La langue d'oc (ou occitan) prend naissance au début du Moyen Age et devient une des grandes langues de la culture européenne. 
Les Troubadours la font connaître largement dans toutes les cours importantes de ce temps et ils contribuent à lui donner ce statut de langue écrite, de langue littéraire qui lui permettra de se conserver quasi-intacte jusqu'à nos jours.

L'occitan que nous appelons ici "le patois " est dit " nord-languedocien " depuis le sud du Sarladais jusqu'à la Vézère et " limousin " au nord de celle-ci. Ici, l'occitan était la langue de tous il y a seulement 80 ans de ça.
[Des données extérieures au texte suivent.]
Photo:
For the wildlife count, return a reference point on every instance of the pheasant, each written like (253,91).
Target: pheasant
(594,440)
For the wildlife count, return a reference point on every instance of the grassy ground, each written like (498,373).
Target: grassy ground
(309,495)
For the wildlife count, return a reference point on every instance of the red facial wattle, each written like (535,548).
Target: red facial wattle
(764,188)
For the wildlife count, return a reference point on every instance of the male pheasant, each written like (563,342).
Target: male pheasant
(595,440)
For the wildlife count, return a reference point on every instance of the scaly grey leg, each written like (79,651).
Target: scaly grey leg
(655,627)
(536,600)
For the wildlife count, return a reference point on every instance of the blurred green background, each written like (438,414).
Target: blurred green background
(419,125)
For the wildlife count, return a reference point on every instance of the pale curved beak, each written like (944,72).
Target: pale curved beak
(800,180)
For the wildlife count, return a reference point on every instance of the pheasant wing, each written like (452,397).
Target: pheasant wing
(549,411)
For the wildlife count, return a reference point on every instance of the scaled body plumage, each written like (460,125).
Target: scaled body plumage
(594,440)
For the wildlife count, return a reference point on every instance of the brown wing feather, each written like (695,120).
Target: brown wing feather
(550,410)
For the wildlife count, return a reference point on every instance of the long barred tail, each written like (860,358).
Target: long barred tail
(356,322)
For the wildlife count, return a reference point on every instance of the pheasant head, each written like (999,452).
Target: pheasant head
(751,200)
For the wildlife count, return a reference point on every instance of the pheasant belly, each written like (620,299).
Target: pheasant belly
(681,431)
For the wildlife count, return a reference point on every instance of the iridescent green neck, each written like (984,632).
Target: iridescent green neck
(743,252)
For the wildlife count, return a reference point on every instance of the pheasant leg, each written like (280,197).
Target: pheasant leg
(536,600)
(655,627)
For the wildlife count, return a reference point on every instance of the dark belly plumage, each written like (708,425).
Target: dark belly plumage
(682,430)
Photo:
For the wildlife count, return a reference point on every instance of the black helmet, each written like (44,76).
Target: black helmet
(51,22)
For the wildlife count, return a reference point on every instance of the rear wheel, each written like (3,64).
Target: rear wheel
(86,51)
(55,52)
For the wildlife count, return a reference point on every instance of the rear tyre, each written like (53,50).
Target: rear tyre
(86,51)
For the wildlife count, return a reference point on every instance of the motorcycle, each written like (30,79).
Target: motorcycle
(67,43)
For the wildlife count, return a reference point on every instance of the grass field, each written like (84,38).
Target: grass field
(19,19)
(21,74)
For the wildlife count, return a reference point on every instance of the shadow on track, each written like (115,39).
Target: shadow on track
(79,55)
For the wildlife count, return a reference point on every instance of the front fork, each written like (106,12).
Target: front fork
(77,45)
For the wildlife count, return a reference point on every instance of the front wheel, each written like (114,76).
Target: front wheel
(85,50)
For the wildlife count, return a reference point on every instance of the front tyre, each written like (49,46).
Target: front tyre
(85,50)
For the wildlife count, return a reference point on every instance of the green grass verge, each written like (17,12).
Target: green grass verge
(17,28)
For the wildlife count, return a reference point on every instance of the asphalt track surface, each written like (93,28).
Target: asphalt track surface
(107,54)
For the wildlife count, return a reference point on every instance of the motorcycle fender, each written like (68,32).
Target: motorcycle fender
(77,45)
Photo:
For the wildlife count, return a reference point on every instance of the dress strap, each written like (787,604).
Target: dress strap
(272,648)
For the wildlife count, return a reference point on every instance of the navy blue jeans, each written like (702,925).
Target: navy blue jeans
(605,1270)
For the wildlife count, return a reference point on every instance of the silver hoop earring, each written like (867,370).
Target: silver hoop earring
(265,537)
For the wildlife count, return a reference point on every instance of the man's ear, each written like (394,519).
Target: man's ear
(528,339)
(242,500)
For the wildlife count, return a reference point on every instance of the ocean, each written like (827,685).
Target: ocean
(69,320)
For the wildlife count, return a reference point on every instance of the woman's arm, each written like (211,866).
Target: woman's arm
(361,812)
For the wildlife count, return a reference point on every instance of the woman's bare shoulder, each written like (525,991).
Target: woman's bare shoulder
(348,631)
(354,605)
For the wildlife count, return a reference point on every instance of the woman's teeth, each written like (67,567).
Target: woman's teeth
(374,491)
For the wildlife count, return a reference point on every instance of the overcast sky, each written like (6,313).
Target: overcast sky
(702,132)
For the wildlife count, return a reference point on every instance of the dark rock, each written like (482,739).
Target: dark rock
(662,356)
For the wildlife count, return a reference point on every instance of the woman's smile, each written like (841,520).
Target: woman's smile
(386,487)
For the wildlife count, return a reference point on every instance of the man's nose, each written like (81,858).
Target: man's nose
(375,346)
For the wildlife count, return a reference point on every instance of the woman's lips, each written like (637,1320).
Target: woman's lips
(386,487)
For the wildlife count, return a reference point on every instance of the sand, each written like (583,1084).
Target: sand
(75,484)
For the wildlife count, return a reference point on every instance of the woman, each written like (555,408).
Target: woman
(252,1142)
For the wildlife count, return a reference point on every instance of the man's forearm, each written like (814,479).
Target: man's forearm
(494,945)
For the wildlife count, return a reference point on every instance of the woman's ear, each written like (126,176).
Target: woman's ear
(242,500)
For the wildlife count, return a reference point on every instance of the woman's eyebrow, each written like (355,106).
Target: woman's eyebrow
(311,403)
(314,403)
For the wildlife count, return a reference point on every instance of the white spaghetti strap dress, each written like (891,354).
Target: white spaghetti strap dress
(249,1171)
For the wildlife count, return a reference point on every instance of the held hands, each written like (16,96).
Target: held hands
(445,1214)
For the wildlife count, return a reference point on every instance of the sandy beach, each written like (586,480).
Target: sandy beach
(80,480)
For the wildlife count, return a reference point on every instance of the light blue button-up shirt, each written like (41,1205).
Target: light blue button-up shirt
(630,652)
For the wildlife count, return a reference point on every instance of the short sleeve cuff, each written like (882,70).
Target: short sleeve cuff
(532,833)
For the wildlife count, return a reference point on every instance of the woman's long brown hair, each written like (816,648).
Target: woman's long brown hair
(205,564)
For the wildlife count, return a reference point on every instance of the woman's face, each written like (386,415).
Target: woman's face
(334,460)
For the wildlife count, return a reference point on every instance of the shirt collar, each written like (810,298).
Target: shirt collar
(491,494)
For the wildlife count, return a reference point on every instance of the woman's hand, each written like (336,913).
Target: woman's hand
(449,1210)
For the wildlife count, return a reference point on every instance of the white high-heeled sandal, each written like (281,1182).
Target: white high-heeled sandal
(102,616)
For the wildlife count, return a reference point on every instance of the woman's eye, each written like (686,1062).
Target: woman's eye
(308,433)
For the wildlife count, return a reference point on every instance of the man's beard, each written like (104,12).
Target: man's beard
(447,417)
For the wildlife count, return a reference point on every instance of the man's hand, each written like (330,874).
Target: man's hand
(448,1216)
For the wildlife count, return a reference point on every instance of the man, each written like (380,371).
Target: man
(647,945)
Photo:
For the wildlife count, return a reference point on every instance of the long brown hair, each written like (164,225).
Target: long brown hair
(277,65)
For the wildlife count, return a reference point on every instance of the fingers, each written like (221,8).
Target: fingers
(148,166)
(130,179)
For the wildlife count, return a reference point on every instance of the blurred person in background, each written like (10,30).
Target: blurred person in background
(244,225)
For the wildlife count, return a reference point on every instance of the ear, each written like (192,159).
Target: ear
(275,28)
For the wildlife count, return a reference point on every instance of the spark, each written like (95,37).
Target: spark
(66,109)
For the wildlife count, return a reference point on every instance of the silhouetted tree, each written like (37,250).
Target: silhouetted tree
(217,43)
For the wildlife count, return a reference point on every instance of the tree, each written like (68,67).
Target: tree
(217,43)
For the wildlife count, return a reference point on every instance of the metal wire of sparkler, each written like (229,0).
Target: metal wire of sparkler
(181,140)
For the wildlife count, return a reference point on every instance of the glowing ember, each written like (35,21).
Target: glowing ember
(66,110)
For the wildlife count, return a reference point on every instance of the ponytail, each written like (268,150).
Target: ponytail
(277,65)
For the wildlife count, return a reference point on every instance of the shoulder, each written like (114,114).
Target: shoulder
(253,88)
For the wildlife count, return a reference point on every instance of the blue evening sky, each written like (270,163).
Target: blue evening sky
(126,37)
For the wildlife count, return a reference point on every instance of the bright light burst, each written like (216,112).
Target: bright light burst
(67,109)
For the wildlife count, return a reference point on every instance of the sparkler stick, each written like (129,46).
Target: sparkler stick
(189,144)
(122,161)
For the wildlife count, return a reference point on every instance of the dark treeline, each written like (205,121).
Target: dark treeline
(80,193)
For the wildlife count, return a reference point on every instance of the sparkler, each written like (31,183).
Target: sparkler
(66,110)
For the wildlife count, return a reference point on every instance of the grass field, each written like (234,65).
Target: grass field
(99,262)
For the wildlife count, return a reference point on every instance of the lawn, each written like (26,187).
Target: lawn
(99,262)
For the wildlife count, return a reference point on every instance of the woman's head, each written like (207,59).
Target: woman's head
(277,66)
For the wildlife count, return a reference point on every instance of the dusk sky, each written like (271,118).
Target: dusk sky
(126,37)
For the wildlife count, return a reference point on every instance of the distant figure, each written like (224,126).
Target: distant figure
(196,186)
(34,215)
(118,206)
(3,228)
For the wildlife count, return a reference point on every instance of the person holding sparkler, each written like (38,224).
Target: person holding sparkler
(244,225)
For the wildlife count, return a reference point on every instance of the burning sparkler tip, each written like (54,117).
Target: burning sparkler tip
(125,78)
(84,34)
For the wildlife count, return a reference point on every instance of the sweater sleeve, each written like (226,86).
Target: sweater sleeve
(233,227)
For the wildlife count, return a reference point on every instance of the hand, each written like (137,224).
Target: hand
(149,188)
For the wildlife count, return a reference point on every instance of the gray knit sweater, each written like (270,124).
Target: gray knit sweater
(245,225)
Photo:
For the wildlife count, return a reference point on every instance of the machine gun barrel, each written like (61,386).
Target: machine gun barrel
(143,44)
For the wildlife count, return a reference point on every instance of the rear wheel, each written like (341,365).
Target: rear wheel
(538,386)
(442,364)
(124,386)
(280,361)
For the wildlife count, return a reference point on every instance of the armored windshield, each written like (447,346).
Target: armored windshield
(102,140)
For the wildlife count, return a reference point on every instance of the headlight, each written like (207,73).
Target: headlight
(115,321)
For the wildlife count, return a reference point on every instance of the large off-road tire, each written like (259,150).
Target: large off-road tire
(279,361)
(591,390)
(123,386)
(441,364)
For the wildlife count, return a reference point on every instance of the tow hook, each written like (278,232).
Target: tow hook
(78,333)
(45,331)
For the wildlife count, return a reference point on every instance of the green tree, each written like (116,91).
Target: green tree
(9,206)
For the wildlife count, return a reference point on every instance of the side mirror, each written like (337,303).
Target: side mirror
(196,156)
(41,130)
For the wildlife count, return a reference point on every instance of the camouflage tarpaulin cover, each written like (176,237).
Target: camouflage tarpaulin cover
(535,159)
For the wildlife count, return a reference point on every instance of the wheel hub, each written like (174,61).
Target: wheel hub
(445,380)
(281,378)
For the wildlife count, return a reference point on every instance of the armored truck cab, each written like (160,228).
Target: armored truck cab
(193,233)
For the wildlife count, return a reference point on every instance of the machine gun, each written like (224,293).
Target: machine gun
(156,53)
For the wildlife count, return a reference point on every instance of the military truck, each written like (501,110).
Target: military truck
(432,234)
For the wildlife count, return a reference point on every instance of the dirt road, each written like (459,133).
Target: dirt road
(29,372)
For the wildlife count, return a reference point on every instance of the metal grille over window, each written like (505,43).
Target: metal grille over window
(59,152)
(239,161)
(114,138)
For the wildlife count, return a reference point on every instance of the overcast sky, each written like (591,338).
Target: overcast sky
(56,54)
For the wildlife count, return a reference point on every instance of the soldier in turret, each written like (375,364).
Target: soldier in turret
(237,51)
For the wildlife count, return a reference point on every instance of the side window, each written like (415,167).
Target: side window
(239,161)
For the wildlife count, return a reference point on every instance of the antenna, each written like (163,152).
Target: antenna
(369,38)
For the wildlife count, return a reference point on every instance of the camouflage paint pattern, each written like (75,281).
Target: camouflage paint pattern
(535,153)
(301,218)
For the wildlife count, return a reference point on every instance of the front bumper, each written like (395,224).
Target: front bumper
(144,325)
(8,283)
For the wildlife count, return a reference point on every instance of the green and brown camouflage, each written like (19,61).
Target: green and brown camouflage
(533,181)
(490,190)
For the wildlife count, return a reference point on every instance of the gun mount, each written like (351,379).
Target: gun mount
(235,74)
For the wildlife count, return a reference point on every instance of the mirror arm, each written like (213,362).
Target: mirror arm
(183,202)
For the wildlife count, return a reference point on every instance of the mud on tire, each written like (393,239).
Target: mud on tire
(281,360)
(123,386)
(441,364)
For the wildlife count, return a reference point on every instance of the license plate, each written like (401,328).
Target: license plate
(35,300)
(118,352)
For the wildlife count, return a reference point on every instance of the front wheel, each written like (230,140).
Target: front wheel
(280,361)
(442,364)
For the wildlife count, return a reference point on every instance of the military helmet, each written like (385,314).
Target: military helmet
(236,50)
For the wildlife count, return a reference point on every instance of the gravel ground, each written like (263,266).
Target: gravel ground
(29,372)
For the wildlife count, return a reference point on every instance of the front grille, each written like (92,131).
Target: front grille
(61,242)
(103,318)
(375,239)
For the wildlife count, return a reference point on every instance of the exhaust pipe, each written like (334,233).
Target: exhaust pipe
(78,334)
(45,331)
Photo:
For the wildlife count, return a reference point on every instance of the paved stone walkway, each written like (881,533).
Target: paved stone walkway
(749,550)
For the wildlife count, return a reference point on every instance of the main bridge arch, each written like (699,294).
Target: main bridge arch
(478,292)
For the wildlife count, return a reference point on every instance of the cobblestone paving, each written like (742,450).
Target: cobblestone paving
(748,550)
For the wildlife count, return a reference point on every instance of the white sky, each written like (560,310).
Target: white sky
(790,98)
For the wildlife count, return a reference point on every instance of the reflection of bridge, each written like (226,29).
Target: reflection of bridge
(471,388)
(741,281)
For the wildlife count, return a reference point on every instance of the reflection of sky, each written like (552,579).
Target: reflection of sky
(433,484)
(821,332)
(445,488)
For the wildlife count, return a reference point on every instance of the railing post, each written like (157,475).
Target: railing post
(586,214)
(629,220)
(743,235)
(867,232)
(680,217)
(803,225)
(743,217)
La génération de nos aînés octogénaires natifs du Périgord, a appris le français à l'école, car chez eux on ne parlait qu'occitan.

En mille ans d'existence, la langue d'oc a ainsi façonné les gens de ce pays mais aussi le pays lui-même. La quasi-totalité des noms de lieux (la toponymie) font partie du lexique occitan et s'expliquent par ses évolutions.  Par exemple : La Garrigue, La Cassagne, Le Pech, … Les noms de famille eux aussi sont à grande majorité d'origine occitane : Delpech, Trémouille, Bouyssou…

De nos jours, beaucoup de Périgourdins comprennent encore le patois et un renouveau de la langue occitane s'est établi sous l'impulsion d'associations comme la Felibrige et le Bournat. La langue est maintenant enseignée

Parlatz patoés? C'était toujours la question que l'on posait à un "étranger" dans un village ou sur un marché, et ceci encore dans la deuxième partie du XXème siècle. L'occitan était la langue du pays. Longtemps elle fut la seule langue parlée en Périgord. L'utilisation obligatoire du français à l'école, fit petit à petit disparaître l'usage du patois.

 

Voici un joli texte, témoignage de Jean-pierre Meynard

Lors de mes promenades, Il m’arrive parfois d’entendre, à la cafourche de chemins forestiers ou à la croisée de deux ruelles d’un hameau perdu au fond de nulle part, des sons que je croyais enfouis à jamais dans la profondeur de ma mémoire.

Qui donc parle ainsi ?

M’approchant doucement pour ne pas rompre l’émotion qui s’empare de moi, j’avance lentement, et là surprise : deux ou trois personnes conversent dans une langue étrange que je reconnais aisément.

Je m’approche et ose un :

- Bounzour, coumo quo vaïe ? (Bonjour Comment ça va?)
- Quo vaïe et tu moun pitit ? (Ca va et toi mon petit?)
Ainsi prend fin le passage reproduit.